I miss him every day, and there's one thing I miss more than most and that is that I can't call him on the way home from work. I used to call him, sometimes for five minutes, sometimes for thirty minutes, but he'd always answer the call and make time for me no matter what he had going on.
He never met my daughter, he had planned to come to Nashville in mid-July 2009 and had heard my daughter's voice on the phone, but he never met her. I would have been so proud to have him meet her, he would have seen his spirit in her I'm sure.
I miss Dennis every day. He wasn't my father, and to me that doesn't matter. I have a father but my father absolved himself from his responsibilities very early and after we met, Dennis assumed the role of advisor, counselor and probably most of all, a non-judgemental listener. Dennis used to always wish he wasn't right about some things, because he knew it was not what I wanted to hear. But only because he had been through it himself, he knew his outcome would be the one I would see in that particular situation.
I wish everyone would have a father like Dennis, he has two wonderful daughters who can claim that. I don't claim anything other than I was lucky to know him.
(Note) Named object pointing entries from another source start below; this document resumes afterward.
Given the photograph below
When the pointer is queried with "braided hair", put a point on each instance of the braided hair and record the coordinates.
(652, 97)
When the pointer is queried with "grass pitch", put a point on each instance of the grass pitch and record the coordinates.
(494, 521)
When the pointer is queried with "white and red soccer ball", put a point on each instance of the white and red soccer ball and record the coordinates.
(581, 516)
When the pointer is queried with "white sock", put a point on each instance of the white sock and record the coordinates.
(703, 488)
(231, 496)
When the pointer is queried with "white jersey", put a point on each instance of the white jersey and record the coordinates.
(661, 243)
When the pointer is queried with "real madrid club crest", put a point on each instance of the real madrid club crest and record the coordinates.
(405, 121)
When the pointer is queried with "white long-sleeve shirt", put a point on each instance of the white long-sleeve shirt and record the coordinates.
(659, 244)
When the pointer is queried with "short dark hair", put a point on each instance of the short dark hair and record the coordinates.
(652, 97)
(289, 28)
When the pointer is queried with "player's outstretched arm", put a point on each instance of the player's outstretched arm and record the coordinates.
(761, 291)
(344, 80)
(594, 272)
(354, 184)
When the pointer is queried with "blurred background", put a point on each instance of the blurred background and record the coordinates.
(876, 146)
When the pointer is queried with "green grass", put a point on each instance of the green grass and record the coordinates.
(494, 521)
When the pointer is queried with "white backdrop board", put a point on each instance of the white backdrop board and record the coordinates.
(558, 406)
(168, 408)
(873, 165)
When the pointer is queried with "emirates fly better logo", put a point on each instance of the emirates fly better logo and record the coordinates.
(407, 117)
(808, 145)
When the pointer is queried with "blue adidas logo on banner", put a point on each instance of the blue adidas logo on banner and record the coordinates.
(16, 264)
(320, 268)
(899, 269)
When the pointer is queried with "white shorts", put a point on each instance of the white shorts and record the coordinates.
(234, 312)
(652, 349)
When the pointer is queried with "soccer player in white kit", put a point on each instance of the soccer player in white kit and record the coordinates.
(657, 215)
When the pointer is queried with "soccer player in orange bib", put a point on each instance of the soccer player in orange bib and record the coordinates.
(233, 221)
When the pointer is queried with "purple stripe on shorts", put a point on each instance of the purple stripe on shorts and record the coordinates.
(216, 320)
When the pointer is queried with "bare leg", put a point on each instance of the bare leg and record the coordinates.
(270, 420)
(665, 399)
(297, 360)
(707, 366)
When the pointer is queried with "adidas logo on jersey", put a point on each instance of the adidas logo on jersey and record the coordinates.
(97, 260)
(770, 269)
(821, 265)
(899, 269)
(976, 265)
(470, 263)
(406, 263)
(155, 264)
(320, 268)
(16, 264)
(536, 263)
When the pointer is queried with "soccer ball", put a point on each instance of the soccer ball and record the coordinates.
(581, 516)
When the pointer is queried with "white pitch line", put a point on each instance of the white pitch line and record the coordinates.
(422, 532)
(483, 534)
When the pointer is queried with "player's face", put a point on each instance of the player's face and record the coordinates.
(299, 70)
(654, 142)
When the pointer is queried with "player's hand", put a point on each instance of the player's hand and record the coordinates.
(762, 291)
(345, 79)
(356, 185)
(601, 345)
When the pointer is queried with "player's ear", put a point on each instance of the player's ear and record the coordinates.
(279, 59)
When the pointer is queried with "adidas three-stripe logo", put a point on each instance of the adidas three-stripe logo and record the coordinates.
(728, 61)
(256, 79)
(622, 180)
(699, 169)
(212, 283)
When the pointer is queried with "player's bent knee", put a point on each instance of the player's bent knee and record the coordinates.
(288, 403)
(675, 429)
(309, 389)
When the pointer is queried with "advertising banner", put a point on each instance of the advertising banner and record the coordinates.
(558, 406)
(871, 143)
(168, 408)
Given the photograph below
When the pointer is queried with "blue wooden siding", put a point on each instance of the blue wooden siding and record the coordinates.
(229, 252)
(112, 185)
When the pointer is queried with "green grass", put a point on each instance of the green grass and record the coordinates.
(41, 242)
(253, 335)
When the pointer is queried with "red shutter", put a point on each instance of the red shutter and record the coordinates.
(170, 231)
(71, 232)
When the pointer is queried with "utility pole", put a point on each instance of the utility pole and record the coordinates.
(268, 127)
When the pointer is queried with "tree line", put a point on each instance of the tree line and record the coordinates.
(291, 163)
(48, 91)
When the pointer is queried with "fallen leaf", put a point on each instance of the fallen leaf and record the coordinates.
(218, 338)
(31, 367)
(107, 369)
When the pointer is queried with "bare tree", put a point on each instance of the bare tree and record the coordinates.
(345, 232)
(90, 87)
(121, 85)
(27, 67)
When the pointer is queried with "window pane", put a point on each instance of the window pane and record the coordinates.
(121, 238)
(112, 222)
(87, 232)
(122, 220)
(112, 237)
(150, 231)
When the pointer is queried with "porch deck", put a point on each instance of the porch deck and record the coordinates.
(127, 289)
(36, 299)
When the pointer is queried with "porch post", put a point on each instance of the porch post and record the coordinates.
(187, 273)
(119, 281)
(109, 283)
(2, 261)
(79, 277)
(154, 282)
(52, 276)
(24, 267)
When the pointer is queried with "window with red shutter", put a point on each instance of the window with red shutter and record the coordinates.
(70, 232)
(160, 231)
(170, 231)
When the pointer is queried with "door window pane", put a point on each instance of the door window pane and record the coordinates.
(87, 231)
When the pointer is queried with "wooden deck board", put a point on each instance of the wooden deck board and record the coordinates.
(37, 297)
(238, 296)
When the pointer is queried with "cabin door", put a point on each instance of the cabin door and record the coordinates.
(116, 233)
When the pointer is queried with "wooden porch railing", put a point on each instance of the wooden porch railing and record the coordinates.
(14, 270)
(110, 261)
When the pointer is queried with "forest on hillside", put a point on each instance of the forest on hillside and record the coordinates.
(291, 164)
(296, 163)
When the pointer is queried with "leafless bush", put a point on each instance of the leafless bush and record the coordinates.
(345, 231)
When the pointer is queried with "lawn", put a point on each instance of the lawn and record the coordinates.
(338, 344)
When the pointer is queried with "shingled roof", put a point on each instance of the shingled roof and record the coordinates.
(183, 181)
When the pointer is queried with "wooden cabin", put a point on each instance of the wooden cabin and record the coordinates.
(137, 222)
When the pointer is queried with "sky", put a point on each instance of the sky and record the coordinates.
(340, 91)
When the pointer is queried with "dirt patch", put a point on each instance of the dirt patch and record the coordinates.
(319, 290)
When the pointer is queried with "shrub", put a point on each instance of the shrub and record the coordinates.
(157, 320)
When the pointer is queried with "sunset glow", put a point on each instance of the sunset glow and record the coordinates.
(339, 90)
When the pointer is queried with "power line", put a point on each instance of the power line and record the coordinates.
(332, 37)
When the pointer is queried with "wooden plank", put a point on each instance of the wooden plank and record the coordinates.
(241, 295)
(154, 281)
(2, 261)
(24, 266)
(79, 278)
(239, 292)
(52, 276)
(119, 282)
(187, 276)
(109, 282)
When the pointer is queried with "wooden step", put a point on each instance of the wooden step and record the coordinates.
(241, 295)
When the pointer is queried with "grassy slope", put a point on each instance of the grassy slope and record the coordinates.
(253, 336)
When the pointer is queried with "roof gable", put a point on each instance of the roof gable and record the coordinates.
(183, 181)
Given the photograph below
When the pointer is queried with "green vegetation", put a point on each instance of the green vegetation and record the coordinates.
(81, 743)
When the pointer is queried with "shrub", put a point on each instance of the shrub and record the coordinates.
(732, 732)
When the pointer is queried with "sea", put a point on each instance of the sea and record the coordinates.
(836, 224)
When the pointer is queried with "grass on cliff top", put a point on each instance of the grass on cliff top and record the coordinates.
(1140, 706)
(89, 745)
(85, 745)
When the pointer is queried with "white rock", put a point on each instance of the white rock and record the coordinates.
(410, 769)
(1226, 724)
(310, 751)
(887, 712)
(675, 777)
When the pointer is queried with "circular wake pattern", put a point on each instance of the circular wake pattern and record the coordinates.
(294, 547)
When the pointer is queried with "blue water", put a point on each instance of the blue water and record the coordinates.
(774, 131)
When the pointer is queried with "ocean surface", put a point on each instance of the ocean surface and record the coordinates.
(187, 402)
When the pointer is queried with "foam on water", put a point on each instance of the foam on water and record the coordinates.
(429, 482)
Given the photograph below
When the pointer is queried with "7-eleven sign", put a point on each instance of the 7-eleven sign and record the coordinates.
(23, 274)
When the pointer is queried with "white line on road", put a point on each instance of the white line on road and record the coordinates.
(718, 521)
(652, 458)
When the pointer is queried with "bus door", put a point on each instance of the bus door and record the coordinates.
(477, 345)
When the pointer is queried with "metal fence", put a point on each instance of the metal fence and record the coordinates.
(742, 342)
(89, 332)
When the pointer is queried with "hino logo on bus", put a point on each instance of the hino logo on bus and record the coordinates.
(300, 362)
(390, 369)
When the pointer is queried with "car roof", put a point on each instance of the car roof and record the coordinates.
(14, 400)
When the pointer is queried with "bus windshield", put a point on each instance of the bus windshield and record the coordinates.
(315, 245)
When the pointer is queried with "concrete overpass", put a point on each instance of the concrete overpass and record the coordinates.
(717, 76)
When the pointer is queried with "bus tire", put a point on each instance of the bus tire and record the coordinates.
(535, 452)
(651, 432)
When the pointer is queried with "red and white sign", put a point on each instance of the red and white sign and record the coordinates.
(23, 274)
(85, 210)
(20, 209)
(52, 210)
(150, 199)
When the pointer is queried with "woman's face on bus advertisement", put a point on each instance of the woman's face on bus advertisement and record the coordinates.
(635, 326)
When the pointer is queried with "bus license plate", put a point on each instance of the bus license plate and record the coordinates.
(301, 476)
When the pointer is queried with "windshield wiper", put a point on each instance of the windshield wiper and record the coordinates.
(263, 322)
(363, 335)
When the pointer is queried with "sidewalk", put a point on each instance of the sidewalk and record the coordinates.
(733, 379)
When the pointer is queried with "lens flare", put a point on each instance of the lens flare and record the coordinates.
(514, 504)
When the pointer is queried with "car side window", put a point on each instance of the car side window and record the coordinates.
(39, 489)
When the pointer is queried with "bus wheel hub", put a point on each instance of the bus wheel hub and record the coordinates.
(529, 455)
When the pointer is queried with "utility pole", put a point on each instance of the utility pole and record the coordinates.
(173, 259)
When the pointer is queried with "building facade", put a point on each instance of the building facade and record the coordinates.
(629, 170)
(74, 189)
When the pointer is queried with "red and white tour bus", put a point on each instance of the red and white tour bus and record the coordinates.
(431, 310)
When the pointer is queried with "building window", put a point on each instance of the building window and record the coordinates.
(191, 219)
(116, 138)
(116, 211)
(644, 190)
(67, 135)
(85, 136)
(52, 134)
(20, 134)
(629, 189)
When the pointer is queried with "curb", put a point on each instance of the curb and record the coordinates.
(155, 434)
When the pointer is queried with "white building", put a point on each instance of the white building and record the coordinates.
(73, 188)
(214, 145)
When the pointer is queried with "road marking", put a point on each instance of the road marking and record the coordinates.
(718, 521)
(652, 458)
If I had to pack a backpack for a journey through life, I would want his spirit in it.
I don't know that this would console my friend in the loss he is experiencing, perhaps it will go someway towards doing so. Sometimes there are people we will meet who will touch us along the way, and we need to remember that they do, because otherwise we will be approaching the future empty-handed.
Je suis sur que ton pere te manque dans ces jours la. J'espere que sa memoire, et surtout les bons moments dont vous en avez eu ensemble, t'aide un peu parmi les emotions vraiment difficiles que tu vis en ce moment.